This is a python2.7 program which takes an idealised square graphene flake and propogates an oxidation reaction based on the finding in the research by Sinclair (paper currently in review). Oxidised islands are nucleated systematically and graphene oxide areas propogate from these points. The simulation stops when the percolation threshold has been reached. Ensembles of these systems give an average impression on when graphene's properties are degrated.
Generate the simplest simulation with:
python2.7 command.py
command.py
simply runs one simulation and prints a summary of the simulation, for eample:
Coverage = 0.6266
Nsites = 8
Max radius = 0.268
Corrected coverage = 0.62395
Error = 0.00265
The Coverage
is the fraction of the squre covered by islands when a path was made from one edge to its oposite. The Corrected coverage
is the half way between the coverage above and the coverage on the previous step; the Error
is half the difference between these values.
Nsites
is the number of islands, Max radius
is the size of the largers island.
Two files are also written: nodes.dat
and path.dat
. These record respectively the location and size of the islands, and the shortest path from one edge to its opposite. These can be visually inspected using gnuplot with:
gnuplot> set size square; set xr [0:1]; set yr [0:1]

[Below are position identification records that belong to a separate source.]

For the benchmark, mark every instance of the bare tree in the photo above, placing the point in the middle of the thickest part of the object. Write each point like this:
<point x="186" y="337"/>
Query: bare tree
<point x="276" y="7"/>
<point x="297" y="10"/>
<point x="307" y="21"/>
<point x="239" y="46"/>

gnuplot> pl 'nodes.dat' w circ, 'path.dat' w l
In the directory scripts_for_paper/
are tools for running and analysing ensembles of these simulations.
ensemble.py
will run a given number of simulations, epochs
, and collate the coverages and errros into two files coverages.dat
and errors.dat
. To sweep several rates of nucleation (chi in the paper) we used a simple bash script to execute them sub.sh
.
The resultant directories created with sub.sh
can be analysed with analyse.py
which will calculate the average coverages at percolation thresholds, distributions, standard deviations and confidence in these coverages.